The breach at credit card processor Global Payments will not affect Australian transactions, according to the company, as it is confined to North America.
Over the weekend, Global Payments revealed that it had suffered a security breach, which, at the time, was thought to have exposed some 50,000 credit and debit cardholders' information. However, in a statement released by Global Payments, the company says it believes that the breach may have resulted in up to 1.5 million card numbers being exported from its processing system.

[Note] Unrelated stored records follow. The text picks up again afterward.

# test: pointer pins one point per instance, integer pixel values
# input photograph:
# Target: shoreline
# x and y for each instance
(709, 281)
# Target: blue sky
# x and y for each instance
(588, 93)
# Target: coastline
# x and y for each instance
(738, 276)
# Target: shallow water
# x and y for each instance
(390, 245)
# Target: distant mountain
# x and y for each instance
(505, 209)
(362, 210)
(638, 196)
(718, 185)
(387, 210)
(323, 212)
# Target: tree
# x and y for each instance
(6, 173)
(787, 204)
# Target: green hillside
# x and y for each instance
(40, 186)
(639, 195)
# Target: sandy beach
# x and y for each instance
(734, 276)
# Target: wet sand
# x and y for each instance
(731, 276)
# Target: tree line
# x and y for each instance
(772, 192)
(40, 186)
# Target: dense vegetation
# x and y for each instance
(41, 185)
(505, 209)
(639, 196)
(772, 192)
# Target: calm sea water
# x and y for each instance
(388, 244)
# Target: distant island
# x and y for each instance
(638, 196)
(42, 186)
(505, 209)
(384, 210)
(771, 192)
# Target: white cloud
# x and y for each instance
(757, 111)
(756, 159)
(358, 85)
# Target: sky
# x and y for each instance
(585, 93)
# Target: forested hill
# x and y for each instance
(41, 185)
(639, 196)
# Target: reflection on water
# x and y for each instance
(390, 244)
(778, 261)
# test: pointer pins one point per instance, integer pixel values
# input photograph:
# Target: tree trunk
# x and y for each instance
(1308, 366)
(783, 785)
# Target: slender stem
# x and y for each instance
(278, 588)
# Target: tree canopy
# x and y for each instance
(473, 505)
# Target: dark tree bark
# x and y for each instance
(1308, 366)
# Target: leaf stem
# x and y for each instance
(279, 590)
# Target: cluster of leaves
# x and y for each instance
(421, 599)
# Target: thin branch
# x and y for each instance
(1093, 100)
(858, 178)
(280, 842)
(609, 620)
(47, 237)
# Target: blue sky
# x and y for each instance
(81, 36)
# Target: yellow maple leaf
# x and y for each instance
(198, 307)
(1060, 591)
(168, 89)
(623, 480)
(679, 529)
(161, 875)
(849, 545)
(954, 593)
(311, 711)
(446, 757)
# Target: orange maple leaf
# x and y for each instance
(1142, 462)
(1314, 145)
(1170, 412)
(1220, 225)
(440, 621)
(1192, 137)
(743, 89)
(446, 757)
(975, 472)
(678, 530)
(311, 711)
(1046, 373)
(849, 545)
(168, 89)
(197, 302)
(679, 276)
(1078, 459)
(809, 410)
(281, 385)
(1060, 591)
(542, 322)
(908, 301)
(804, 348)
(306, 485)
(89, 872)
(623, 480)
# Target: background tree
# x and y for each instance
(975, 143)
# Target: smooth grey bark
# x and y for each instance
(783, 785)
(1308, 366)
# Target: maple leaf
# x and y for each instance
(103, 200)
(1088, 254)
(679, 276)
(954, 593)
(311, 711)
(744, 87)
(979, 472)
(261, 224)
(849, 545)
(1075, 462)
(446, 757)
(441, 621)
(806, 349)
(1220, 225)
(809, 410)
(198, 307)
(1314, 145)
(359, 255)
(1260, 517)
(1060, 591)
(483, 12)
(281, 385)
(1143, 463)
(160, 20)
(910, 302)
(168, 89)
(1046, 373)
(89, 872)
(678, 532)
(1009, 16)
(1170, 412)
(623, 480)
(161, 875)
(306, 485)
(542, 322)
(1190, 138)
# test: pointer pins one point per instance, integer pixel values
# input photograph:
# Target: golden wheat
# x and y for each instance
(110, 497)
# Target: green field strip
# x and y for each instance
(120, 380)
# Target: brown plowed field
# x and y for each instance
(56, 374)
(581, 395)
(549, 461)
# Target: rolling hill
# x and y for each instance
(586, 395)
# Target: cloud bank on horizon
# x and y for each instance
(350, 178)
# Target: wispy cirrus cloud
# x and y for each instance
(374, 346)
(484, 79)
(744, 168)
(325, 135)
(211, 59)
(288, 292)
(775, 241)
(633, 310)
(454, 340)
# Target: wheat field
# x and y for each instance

According to the company, this system is confined to the North America region, and as a result, this would not affect any Australian transactions.
It has now engaged multiple information security and forensics firms to investigate the issue and its initial investigation has revealed that the information that was stolen is isolated to Track 2 card data.
This information stores the primary account number, expiration date of the card, as well as information such as whether a PIN is required to approve a transaction or whether the card can only be used in ATMs and not for goods and services. For this reason no cardholder names, addresses or social security numbers were obtained by the criminals, according to Global Payments.
Visa earlier stated that it has provided affected banks with the necessary information for banks to reissue cards, but given Global Payments' statement, few Australian cardholders should be among these.
NAB said that the impact in Australia would be minimal, but provided reassurances that it would protect its customers if they were affected.
"If [an] NAB account was compromised, the customer should contact us immediately and they would be covered under NAB Defence," the company told ZDNet Australia. "100 per cent of any fraudulent amount removed from their account would be reimbursed."
ZDNet Australia also contacted the Commonwealth Bank, Westpac and ANZ for comment, but did not receive a response at the time of publication.